Lorsque le roi Schahriar vit cet état de choses, sa raison s’envola de sa tête ; et il dit à son frère Schahzaman : « Allons-nous-en et partons voir l’état de notre destinée sur le chemin d’Allah ; car nous ne devons avoir plus rien de commun avec la royauté et cela jusqu’à ce que nous puissions trouver quelqu’un qui ait éprouvé une aventure pareille à la nôtre : sinon notre mort serait, en vérité, préférable à notre vie ! » À cela, son frère fit la réponse qu’il fallait. Puis tous deux sortirent par une porte secrète du palais. Et ils ne cessèrent de voyager jour et nuit jusqu’à ce qu’ils fussent arrivés enfin à un arbre au milieu d’une prairie solitaire, près de la mer salée. Dans cette prairie, il y avait un œil d’eau douce[6] : ils burent à cet œil et s’assirent se reposer.

Une heure s’était à peine écoulée de la journée que la mer se mit à s’agiter, et, tout à coup, il en sortit une colonne de fumée noire qui monta vers le ciel et se dirigea vers cette prairie. À cette vue, ils furent effrayés et montèrent au plus haut de l’arbre qui était haut, et se mirent à regarder ce que pouvait bien être l’affaire. Or, voici que cette colonne se changea en un genni[7] de haute taille, de forte carrure et de large poitrine, et qui portait sur sa tête une caisse. Il mit pied à terre et vint vers l’arbre sur lequel ils étaient et se tint au-dessous. Il enleva alors le couvercle de la caisse et en tira une grande boîte qu’il ouvrit, et aussitôt apparut une jeune fille désirable, éclatante de beauté, lumineuse à l’égal du soleil, — comme dit le poète :

Flambeau dans les ténèbres, elle apparaît, et c’est le jour ! Elle apparaît et de sa lumière s’illuminent les aurores.

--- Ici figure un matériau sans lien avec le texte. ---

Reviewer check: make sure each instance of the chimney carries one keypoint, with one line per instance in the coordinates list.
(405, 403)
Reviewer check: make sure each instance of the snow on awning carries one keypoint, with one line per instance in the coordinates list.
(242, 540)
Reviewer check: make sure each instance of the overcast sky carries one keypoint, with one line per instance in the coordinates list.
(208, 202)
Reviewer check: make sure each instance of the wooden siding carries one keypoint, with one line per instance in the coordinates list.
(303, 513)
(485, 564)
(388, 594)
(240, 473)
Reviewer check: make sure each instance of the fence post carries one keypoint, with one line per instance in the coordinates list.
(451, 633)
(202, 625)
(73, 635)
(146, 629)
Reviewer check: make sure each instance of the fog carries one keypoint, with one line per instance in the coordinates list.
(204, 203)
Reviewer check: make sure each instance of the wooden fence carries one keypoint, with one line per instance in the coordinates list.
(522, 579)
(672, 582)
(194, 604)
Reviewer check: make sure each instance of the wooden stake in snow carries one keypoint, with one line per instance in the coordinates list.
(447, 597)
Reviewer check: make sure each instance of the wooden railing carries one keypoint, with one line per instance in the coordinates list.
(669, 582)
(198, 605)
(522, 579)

Les soleils s’irradient de sa clarté et les lunes du sourire de ses yeux !

Que les voiles de son mystère se déchirent, et aussitôt les créatures à ses pieds se prosternent ravies :

Et devant les doux éclairs de son regard, l’humidité des larmes passionnées mouille les coins de toute paupière !

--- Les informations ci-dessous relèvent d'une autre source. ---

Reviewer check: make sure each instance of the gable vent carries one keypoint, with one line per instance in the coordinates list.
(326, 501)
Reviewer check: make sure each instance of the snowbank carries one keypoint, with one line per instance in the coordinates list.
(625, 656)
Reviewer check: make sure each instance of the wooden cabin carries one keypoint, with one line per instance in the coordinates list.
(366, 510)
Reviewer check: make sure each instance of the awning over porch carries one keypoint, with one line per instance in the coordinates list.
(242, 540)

Lorsque le genni eut bien regardé la belle adolescente, il lui dit : « Ô souveraine des soieries ! ô toi que j’ai ravie le jour même de tes noces ! je voudrais bien dormir un peu ! » Et le genni, posant la tête sur les genoux de la jeune fille, s’endormit.

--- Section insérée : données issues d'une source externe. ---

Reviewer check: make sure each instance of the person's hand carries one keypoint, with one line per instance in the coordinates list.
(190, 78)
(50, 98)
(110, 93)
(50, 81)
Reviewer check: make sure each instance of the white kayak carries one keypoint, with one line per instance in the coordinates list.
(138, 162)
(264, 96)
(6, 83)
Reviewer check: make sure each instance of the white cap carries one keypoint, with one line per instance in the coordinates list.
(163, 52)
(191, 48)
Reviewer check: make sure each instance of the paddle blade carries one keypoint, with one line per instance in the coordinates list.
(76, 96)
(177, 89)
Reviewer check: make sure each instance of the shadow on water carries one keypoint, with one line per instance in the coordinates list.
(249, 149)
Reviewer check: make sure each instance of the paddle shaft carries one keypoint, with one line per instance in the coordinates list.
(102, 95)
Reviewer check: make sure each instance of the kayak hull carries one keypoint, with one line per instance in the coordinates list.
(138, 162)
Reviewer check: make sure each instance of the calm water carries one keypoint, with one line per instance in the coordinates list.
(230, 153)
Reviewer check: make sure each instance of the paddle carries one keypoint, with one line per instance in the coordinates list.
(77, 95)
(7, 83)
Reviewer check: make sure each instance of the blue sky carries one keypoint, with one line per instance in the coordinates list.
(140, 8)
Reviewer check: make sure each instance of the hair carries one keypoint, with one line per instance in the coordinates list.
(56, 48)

Alors l’adolescente leva la tête vers le sommet de l’arbre et vit les deux rois cachés dans l’arbre. Aussitôt elle souleva la tête du genni de dessus ses genoux, la posa par terre et, se tenant debout au-dessous de l’arbre, elle leur dit par signes : « Descendez et n’ayez pas peur de cet éfrit[8]. » Ils lui répondirent par signes : « Oh ! par Allah sur toi ! dispense-nous de cette dangereuse affaire-là ! » Elle leur dit : « Par Allah sur vous deux ! descendez au plus vite, sinon je vais prévenir l’éfrit et il vous fera mourir de la pire mort ! » Alors ils eurent peur et descendirent près d’elle ; et elle se leva pour les recevoir et leur dit aussitôt : « Allons ! Percez-moi de la lance un percement violent et dur ! Sinon je vais aviser l’éfrit !» La frayeur fit que Schahriar dit à Schahzaman : « Ô mon frère, toi le premier fais ce qu’elle ordonne ! » Il répondit : « Oh ! je n’en ferai rien avant que tu ne me donnes l’exemple, toi, mon aîné ! » Et tous deux se mirent à s’inviter mutuellement en se faisant avec les yeux des signes de copulation. Alors elle leur dit : « Pourquoi vous vois-je ainsi cligner des yeux ? Si tout de suite vous n’avancez pas et ne me le faites pas, je préviens immédiatement l’éfrit ! » — Alors, à cause de leur peur du genni, ils firent d’elle tous deux ce qu’elle leur avait ordonné. Quand ils se furent bien vidés, elle leur dit : « Que vous êtes vraiment experts ! » Puis elle sortit de sa poche un petit sac et en tira un collier composé de cinq cent soixante-dix sceaux, et leur dit : « Savez-vous ce que c’est ? » Ils lui dirent : « Nous ne savons pas. » Alors elle leur dit : « Les propriétaires de ces sceaux tous ont copulé avec moi sur les insensibles cornes de cet éfrit. Ainsi donc, vous les deux frères, donnez-moi les vôtres. » Alors ils lui donnèrent, les sortant de leurs mains, deux sceaux. Elle leur dit alors : « Sachez que cet éfrit m’enleva la nuit de mes noces, me plaça dans une boîte et, mettant la boîte dans la caisse, fixa sur la caisse sept cadenas, et me mit alors au fond de la mer mugissante qui se heurte et s’entrechoque avec les vagues. Mais il ne savait point que lorsqu’une femme d’entre nous désire quelque chose, rien ne saurait la vaincre. Et le poète dit, d’ailleurs :

Ami ! ne te fie point aux femmes et souris à leurs promesses ! car leur bonne ou mauvaise humeur dépend du caprice de leur vulve !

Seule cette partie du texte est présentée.